MTC’s executive board consists of both school boards, as both Harrisonburg City (HCPS) and Rockingham County (RCPS) oversee MTC as a joint venture. The executive board voted unanimously to direct Harrisonburg’s Superintendent, Michael Richards, and Rockingham’s Superintendent, Larry Shifflett, to each generate a list of potential attorneys to represent the vocational school independent of either school board’s legal counsel.
The amicable vote concluded an initially contentious meeting – both at its start and in the weeks leading up to it. The county school board dismissed their legal counsel of nearly 40 years last month and hired a new attorney, who currently represents a group of HCPS teachers suing the city school district.
As MTC exists as a partnership between both school districts, therefore linking HCPS to RCPS’ legal counsel, an emergency meeting of MTC’s executive board was called Monday night to avoid a potential conflict of interest. Members of both boards seemed to agree during the meeting that finding a third-party attorney to represent MTC was the most preferable option but debated over the process of hiring the school’s legal counsel.
Harrisonburg school board member Tom Domonoske initially moved to direct MTC’s director, Kevin Hutton, to select an attorney to represent the school, which county school board members opposed.
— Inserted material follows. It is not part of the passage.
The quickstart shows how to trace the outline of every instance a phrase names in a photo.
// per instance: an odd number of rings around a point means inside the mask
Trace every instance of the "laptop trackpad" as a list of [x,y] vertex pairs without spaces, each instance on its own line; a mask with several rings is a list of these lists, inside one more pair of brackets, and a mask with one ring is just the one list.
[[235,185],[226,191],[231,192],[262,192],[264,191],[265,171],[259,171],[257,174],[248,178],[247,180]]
Rockingham County pays 81% of MTC’s operating budget, so the school’s faculty and staff are considered RCPS employees. As such, the county school board did not want to saddle an RCPS employee with such a major decision and proposed an amended motion to delegate the hiring of MTC’s attorney to Superintendent Shifflett.
Rockingham County school board member Ashley Burgoyne suggested that both school boards bring a list of options for MTC’s legal counsel to the table.
“We’re all adults here, we should be able to work together and we have a common interest,” Burgoyne said. “The common goal is the betterment of our kids – city, county, everybody that goes here. What if the city brought some, and the county brought some, and then we just talked?”
Per the motion adopted by MTC’s executive board, Superintendents Shifflett and Richards have until April 23 to select a list of potential attorneys, and the board will vote to decide MTC’s legal counsel on April 30.